NAII Stresses Legal, Competitive Reasons for Use of Credit Information

February 4, 2002

Insurance scores provide companies an objective and unbiased underwriting tool, Sam Sorich, vice president and western regional manager of the National Association of Independent Insurers (NAII) explained last week during a Nevada symposium on credit-based insurance scores.

“Studies and statistics conclusively show that a strong correlation exists between a person’s likelihood of experiencing a loss, such as a car accident or property damage, and how an individual manages his or her finances,” Sorich said.

Insurance scores determine a fairer pricing structure by better matching rates with the risk of loss, Sorich said.

“Using insurance scores for underwriting and rating actually helps make insurance coverage more available for millions of drivers and homeowners,” he added.

During the informational hearing, Sorich touched on the legal authority for the use of credit reports and why insurance companies place value on insurance scores:

Federal and Nevada credit laws – Insurers have been authorized to use credit information about consumers since 1970, when the federal Fair Credit Reporting Act was enacted.
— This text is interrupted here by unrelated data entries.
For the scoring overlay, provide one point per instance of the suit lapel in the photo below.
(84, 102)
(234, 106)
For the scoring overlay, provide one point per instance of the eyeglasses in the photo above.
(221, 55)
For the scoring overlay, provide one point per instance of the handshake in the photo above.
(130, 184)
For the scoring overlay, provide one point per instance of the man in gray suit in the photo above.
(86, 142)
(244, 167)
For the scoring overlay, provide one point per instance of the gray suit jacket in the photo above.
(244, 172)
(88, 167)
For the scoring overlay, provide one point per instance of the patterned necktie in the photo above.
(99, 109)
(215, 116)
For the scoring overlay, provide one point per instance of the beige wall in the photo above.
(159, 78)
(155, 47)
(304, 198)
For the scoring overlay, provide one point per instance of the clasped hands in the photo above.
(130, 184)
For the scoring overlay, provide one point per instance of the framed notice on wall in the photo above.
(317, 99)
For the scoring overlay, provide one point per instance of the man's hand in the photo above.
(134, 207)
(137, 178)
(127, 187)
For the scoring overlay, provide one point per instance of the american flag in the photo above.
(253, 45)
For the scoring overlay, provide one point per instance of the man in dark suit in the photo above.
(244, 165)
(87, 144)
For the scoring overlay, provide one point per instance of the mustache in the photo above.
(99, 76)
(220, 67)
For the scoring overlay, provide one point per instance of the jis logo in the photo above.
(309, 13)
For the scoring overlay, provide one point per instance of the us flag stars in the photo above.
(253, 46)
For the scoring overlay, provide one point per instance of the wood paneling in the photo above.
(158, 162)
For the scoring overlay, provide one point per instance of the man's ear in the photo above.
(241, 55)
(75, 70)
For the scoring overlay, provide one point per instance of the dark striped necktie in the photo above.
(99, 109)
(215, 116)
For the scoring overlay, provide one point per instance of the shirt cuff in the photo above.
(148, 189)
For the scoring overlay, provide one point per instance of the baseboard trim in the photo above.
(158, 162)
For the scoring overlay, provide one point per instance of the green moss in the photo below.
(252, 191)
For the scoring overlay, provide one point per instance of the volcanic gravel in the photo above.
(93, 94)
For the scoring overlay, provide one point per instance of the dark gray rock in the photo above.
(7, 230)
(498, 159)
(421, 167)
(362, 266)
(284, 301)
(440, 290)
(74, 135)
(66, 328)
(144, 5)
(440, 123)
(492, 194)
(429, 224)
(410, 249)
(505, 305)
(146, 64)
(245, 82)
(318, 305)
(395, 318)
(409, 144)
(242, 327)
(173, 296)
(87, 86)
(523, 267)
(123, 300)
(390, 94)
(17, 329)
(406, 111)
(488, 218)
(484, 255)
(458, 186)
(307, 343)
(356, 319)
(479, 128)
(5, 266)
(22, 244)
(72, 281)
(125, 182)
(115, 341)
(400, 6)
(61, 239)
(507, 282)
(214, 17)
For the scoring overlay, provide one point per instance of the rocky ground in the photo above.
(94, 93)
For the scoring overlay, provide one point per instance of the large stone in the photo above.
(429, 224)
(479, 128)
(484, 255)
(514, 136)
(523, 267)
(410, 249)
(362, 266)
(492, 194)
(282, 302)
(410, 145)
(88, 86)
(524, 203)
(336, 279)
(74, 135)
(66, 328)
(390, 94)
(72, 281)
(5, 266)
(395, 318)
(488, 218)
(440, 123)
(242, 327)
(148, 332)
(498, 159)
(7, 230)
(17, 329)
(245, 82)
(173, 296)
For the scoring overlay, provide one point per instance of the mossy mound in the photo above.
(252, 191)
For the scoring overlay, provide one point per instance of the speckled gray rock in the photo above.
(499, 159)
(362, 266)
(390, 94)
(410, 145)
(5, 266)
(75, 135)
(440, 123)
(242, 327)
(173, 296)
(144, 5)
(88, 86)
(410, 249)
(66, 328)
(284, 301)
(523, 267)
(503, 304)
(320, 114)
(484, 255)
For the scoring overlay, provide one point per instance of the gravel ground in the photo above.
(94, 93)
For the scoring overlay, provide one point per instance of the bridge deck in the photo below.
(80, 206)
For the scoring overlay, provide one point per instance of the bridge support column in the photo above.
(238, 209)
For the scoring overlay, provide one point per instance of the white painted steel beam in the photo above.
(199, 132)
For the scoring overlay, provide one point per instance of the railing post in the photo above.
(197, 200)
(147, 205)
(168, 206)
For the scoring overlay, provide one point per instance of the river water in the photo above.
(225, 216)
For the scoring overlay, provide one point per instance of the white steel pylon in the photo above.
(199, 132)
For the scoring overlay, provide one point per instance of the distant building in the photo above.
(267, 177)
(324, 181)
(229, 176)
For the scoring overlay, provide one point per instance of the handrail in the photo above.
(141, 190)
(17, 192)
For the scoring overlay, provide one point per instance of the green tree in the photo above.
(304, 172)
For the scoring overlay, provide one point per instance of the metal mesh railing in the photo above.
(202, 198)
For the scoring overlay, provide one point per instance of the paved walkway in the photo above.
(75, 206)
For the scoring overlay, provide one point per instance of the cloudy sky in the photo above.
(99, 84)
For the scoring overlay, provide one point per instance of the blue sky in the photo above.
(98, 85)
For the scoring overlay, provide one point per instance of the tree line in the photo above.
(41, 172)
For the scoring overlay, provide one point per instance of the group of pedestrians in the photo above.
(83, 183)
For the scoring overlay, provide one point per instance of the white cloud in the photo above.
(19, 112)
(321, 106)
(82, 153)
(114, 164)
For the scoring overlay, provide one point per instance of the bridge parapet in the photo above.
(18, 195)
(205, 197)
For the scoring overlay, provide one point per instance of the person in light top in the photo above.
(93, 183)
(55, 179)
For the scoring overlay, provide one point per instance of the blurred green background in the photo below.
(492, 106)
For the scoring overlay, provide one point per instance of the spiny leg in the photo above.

The Act permits insurers to use credit to determine whether or not to issue, renew or cancel a policy, rates to charge and terms of coverage. However, personal lines insurers began to widely use credit scores only during the past few years as Fair, Isaac and Company, Inc. and some insurance companies developed systems to analyze how certain credit characteristics relate to loss ratios for auto and homeowners insurance. Credit-based insurance scores are products of these systems, Sorich said.

Nevada law recognizes insurers’ authority to use credit information for underwriting and its statutes on credit reports mirror some provisions in the federal act, such as the requirement that insurers must advise consumers when they deny insurance, non-renew their policy or charge a higher rate because of credit history. Both Nevada and the federal act also mandate that insurers provide consumers with credit reporting agency information if such action is taken.

Why insurers use credit – Credit-based insurance scores are used by a majority of private passenger auto and homeowner insurers in underwriting, pricing or in reviewing applications and renewals.

“Insurance scores achieve long-standing underwriting goals by being objective, complete, efficient, equitable and increasing the availability of insurance,” Sorich said.

Insurance scores meet these goals by:

Not considering income, address, race, ethnicity, religion, gender, marital status, disability, nationality or age. Rather, the scores are based on objective analysis of how a person manages his or her credit.

Supplement other underwriting and rating information-such as insurance applications and motor vehicle records- to give a more complete picture of a risk of loss.

Streamline the underwriting process and reduce costs. Ready access to credit-based insurance scores allow companies to decide whether it will order motor vehicle records or claim reports on new business applications who obtain a certain insurance score.

“When rates do not reflect loss costs, some consumers must pay higher premiums to subsidize higher-risk individuals,” Sorich said. “However, by using insurance scores, insurers can charge lower premiums to financially responsible consumers and, in some cases, make insurance more available to drivers who have less-than-perfect driving records and homeowners whose residences may not qualify under so-called traditional underwriting factors.

“Consumers who pay bills on time, keep balances low and apply for credit only as needed can improve their credit-based insurance scores and benefit from this underwriting mechanism widely used by insurers,” Sorich said.